Şehitler Mahallesi’ndeki eski dostlarını, arkadaşlarını, komşularını sordu. Derin nefes alıp bıraktıktan sonra,“Erzurum’u seviyorum. Erzurumluyu seviyorum. Zannetmeki burada mutluyum dadaş. Gurbet elde hasret yakar canımı” diye konuştu. Hıfzullah eniştem, dernek görevlisinden bize üç limonlu çay söyledi. Reyhani Usta’nın çayı açık ve limonluydu. Kıtlama şekerle çaylarımızı yudumlarken Reyhani kırlaşmış sakalını sağ elinin içiyle birkaç kez sıvazlayıp, “Dertliysen derdini dertsize söyleme. Aşık gurbet insanıdır. Ben Erzurumlu Emrah’tan büyük aşık mıyım ki gurbete gitmeyeyim. Aşığın sazı, sözü, ruhu ve bedeni gurbet yazgılıdır. Gurbet ruhların kevser başındaki secdesidir, duasıdır.”  dedi.
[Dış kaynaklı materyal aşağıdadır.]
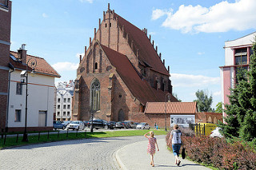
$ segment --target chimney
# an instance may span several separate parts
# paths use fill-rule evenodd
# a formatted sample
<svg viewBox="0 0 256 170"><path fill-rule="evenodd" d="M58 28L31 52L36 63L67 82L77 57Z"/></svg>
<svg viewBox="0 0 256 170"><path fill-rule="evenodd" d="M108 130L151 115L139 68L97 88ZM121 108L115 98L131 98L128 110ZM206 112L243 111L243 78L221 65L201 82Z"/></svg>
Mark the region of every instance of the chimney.
<svg viewBox="0 0 256 170"><path fill-rule="evenodd" d="M26 44L22 44L22 47L18 49L18 60L22 63L26 64L26 50L25 49Z"/></svg>
<svg viewBox="0 0 256 170"><path fill-rule="evenodd" d="M96 40L96 28L94 28L94 40Z"/></svg>

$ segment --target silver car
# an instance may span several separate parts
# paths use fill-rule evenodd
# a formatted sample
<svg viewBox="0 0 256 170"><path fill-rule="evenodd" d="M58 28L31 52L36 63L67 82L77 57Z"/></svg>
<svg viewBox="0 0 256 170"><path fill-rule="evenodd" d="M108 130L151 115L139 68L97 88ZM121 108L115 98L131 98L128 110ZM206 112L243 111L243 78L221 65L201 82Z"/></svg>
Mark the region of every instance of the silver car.
<svg viewBox="0 0 256 170"><path fill-rule="evenodd" d="M85 124L81 121L73 121L67 126L66 128L73 130L79 130L85 128Z"/></svg>
<svg viewBox="0 0 256 170"><path fill-rule="evenodd" d="M137 125L136 128L137 129L150 129L150 125L148 123L146 123L146 122L142 122L142 123L140 123Z"/></svg>

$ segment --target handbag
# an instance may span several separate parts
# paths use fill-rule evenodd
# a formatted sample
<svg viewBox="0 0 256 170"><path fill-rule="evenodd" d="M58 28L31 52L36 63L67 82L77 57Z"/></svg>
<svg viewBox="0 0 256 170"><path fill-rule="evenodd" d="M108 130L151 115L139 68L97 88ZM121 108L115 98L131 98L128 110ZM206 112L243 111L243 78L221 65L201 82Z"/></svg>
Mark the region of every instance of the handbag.
<svg viewBox="0 0 256 170"><path fill-rule="evenodd" d="M186 152L185 152L185 148L182 148L182 157L184 160L186 157Z"/></svg>

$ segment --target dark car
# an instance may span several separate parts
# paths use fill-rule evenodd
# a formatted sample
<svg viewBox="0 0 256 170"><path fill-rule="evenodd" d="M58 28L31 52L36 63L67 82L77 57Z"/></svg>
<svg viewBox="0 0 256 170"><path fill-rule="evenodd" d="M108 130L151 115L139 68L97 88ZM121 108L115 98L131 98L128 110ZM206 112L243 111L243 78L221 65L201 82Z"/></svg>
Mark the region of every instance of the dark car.
<svg viewBox="0 0 256 170"><path fill-rule="evenodd" d="M62 121L54 121L54 128L55 130L57 130L57 128L62 128L64 130L66 128L66 125Z"/></svg>
<svg viewBox="0 0 256 170"><path fill-rule="evenodd" d="M89 127L89 121L83 121L83 123L85 124L85 127Z"/></svg>
<svg viewBox="0 0 256 170"><path fill-rule="evenodd" d="M91 121L89 121L89 128L91 128L91 126L93 126L93 128L96 129L98 129L98 128L108 129L108 128L110 128L111 125L105 120L95 119L95 120L93 120L93 124L91 123Z"/></svg>
<svg viewBox="0 0 256 170"><path fill-rule="evenodd" d="M110 124L110 128L115 128L115 125L117 122L115 121L109 121L109 123Z"/></svg>

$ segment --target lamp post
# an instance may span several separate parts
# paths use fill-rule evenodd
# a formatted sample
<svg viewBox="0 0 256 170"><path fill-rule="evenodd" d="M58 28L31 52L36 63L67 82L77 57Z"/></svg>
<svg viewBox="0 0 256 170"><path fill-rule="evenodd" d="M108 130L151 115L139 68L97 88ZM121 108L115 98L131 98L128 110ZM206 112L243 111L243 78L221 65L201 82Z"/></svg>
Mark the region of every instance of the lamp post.
<svg viewBox="0 0 256 170"><path fill-rule="evenodd" d="M27 142L28 137L26 134L26 122L27 122L27 84L28 84L28 65L30 65L30 68L32 68L32 72L30 73L30 75L33 76L35 74L34 72L34 68L37 65L37 60L34 57L30 57L27 62L26 62L26 72L22 71L21 73L21 77L26 77L26 108L25 108L25 129L24 129L24 133L23 133L23 138L22 140L23 142Z"/></svg>
<svg viewBox="0 0 256 170"><path fill-rule="evenodd" d="M167 131L167 127L166 127L166 97L168 98L168 101L170 101L170 93L166 93L166 98L165 98L165 101L166 101L166 107L165 107L165 121L166 121L166 131Z"/></svg>

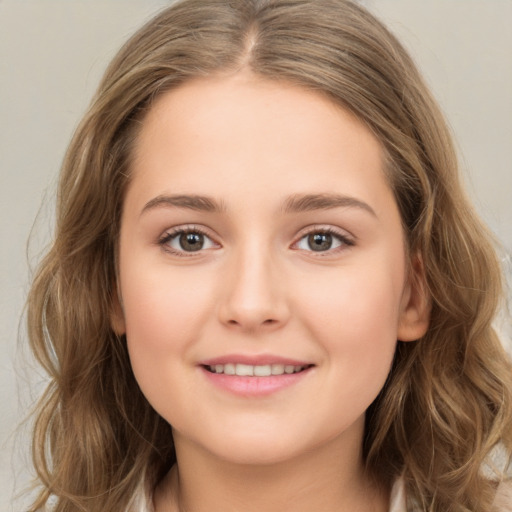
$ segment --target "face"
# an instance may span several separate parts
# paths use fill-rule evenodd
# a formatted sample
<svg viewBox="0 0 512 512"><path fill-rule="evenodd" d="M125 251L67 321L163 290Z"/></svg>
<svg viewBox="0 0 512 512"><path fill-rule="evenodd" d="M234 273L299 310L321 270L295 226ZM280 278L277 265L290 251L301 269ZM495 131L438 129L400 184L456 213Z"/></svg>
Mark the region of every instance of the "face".
<svg viewBox="0 0 512 512"><path fill-rule="evenodd" d="M426 327L376 138L315 93L208 78L156 101L132 172L113 326L176 443L360 445L397 339Z"/></svg>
‘Erzurum’dan göç’ şiirinin hemşehrilerini üzüp, kızdırdığını söylemem üzerine, Hıfzullah eniştem, “Konuyu değiştirelim. Ozanımızı üzmeyelim.” diye araya girdi. Sevdiklerine ‘Gardaş’ diyerek hetap etmeyi seven koca halk aşığı, gözlerini gözlerime çevirerek, “Gardaş, elli yıldır beklediğim ekini harmana dökmeden yaktım gidirem”i neden yazdığımı yani Erzurum’dan göç şiirimi soruyorsun. Sormakta haklısın. Karşılaştığım, konuştuğum herkes Erzurum’a neden küstüğümü ve göç şiirimi soruyor? Neden, Bursa’ya göç ettiğimi merak ediyor. Gardaş, şiirimde de belirttiğim gibi Erzurum’u ve Erzurumluları çok seviyorum. Kimseye küsmedim. Erzurum’u mücbir nedenlerle terk edip gurbet kelepçesini kollarına takanların sesi olmak istedim. Aşık gönlü dertli olur. Bak elli yıllık kırık sazım, evimin duvarında asılı kaldı. Doğduğu toprakta ölene, gurbet akşamlarında deyiş söylemeyene aşık denmez. Ozanlar gurbet bulutudur.” Sustu. Çayından bir yudum aldı. Gözünden yaşlar döküldü.  Çok sevdiği turnaların kanatlarına takılıp geçmişe dönüyorcasına sözüne kaldığı yerden devam ederek, “Gurbet nazlı sevgili gibi çağırıyordu. Davete icap etmemek olmazdı. Mayamda, harcımda Erzurum’un havasının, toprağının, suyunun kokusu var. İnsan anasına, toprağına küser mi? Hiç küstüğü toprağa defnedilmek ister mi? O toprak eli kınalı sevgilinin yüreğidir, bağrıdır. Ayrılıklar kavuşmak içindir. Erzurum’un sert rüzgârı, havası, suyu, sevdası, hülyası, ahh… o ölümsüz ‘bar şiiri’ ruhumda, sazımda, sözümde nasıl yer etti kimse bilemez. Abdurrahman Gazi ile Alvarlı Efe Hazretleri’nin hasreti yüreğimde yaralı bir turna. Nef’i, Emrah ve Sümmani sözlerimde, dualarımdayken küsmek olur mu kilidi mülki islamın şehrine. Emri hak vaki olduğunda, sazımı, şiirlerimi, yavrularımı yetim bıraktığımda vasiyetimdir Erzurum’da Abdurrahman Gazi türbesini gören kabristana defnedilmek. Dostların, aşıkların kavuşması gurbette değil, toprakta olur. Mısralarım, sazım, çocuklarım yetim kalacak ama bu millet hiçbir zaman ozansız kalmayacak.” Yine sustu. Gözyaşlarına hakim olmakla zorlanıyordu. Ceketinin cebinden çıkardığı katlanmış kareli beyaz mendili ile gözyaşlarını sildi koca Aşık Yaşar Reyhani.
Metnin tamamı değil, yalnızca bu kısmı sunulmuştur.